Last March, the US Stock Market stopped it’s tailspin and reversed course, increasing 103% since it ‘bottomed out’ on March 21st. When we see the market essentially do nothing but go up, a funny phenomenon takes place; we get nervous! We know that withstanding market corrections are a normal part of being an equity investor, so we anticipate them when we see a sustained run of positive returns. We look for patterns, and when we see up, up, up, we prepare ourselves for down.

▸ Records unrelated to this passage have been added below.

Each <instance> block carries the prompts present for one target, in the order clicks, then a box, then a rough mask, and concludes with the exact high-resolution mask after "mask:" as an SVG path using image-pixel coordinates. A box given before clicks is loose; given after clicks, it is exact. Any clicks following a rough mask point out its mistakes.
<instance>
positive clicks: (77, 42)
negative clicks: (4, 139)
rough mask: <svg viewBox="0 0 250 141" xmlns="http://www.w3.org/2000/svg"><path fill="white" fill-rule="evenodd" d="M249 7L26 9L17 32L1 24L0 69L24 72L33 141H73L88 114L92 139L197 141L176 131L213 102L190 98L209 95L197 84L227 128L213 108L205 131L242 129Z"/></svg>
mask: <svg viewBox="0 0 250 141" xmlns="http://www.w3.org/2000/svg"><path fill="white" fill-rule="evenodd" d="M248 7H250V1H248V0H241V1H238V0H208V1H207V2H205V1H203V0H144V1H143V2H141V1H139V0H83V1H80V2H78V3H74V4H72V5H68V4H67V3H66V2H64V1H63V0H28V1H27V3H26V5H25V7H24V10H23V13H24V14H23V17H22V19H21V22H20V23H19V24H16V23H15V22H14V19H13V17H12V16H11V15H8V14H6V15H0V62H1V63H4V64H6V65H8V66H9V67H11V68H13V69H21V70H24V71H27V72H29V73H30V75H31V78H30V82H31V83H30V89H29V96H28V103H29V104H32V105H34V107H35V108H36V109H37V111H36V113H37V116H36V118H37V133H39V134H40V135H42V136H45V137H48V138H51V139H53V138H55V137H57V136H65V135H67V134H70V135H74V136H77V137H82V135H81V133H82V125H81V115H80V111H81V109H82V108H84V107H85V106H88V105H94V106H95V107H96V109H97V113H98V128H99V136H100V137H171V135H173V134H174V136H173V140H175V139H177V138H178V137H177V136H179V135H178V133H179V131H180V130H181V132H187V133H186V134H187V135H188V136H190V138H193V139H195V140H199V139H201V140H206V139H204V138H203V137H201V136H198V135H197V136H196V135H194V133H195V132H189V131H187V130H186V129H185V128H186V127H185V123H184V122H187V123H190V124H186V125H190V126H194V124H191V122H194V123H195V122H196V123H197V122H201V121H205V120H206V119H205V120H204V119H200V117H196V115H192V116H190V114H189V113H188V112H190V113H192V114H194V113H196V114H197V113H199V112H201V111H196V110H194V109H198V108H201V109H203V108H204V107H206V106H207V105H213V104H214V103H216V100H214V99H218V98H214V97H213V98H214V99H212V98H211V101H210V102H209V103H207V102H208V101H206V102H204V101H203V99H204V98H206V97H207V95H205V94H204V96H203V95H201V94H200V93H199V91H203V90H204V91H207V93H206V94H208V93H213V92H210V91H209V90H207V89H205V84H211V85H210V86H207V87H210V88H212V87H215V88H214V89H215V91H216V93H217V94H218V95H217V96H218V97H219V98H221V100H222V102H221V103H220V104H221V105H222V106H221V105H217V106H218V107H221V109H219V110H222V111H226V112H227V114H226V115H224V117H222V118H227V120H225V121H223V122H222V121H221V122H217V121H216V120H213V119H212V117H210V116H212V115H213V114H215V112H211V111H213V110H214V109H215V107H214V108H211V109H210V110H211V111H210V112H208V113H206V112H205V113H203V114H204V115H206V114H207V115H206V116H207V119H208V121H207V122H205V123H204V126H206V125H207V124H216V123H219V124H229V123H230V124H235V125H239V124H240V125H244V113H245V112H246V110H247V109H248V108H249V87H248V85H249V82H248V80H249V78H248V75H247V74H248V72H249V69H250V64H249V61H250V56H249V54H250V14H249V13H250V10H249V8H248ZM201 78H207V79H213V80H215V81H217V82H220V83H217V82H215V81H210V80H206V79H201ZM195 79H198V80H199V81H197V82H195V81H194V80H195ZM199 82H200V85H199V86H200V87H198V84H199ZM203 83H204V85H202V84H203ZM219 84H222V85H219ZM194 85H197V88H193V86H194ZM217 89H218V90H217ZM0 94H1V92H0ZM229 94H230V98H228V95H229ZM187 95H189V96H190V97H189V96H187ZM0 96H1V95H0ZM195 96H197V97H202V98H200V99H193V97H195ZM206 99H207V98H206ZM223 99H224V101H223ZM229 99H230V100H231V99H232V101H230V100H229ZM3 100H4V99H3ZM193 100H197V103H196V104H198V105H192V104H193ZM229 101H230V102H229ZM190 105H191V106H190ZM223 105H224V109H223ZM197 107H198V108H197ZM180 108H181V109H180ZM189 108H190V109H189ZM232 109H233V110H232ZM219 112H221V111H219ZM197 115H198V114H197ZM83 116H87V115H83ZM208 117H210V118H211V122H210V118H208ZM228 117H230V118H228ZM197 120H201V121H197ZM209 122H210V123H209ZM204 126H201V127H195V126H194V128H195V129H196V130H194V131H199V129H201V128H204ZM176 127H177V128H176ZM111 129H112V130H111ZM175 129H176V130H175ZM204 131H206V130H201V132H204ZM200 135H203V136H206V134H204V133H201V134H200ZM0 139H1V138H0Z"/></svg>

However, does the stock market move due to patterns? Does a good market-run die because of old age? Time and time again, we see that major market movements are caused by something more than that, and history shows that generally, the types of events that trigger market declines fall into two broad categories:
- Global Shock Events – These are the events we have no way of preparing for, predicting, or positioning our portfolios to withstand. Think terror attacks, global wars, large businesses going under and of course, global pandemics. Market participants do not like surprises, and these types of surprises do not treat market participants kindly. However, we have no way to combat these events ahead of time. Our best response is to be prepared when they do happen, both emotionally (ready to hold firm in the downturn) and strategically (rebalancing portfolios, investing excess cash, etc.).
- Changes in Future Economic Growth – The stock market today reflects what price market participants are willing to pay for the assumed future growth of the stock they hold. So, when future expectations become worse, prices go down, and just like that we have a market correction. The 2nd quarter was an indicator as to why the market continues to ride higher, as stock analysts’ earnings forecasts for Quarter 3 (their expectations about future earnings) continued to get better as companies reported their actual results. In fact, Q3 earnings estimates are almost doubled now compared to January. In short, expectations for future growth continue to be positive. Of course, we know these expectations can change quickly. And although history shows we cannot reliability predict when economic growth will slow, we can keep an eye on market fundamentals and strategically diversify our investments based on that data.
The market will correct again, we just don’t know what will cause it and when it will happen! However, we can focus on being strategically allocated and well-prepared for when the time comes. This allows us to not live in constant paranoia about a downturn, but to have confidence in our plan to handle it, whenever the time comes.
How have you prepared yourself to successfully ride through a market correction?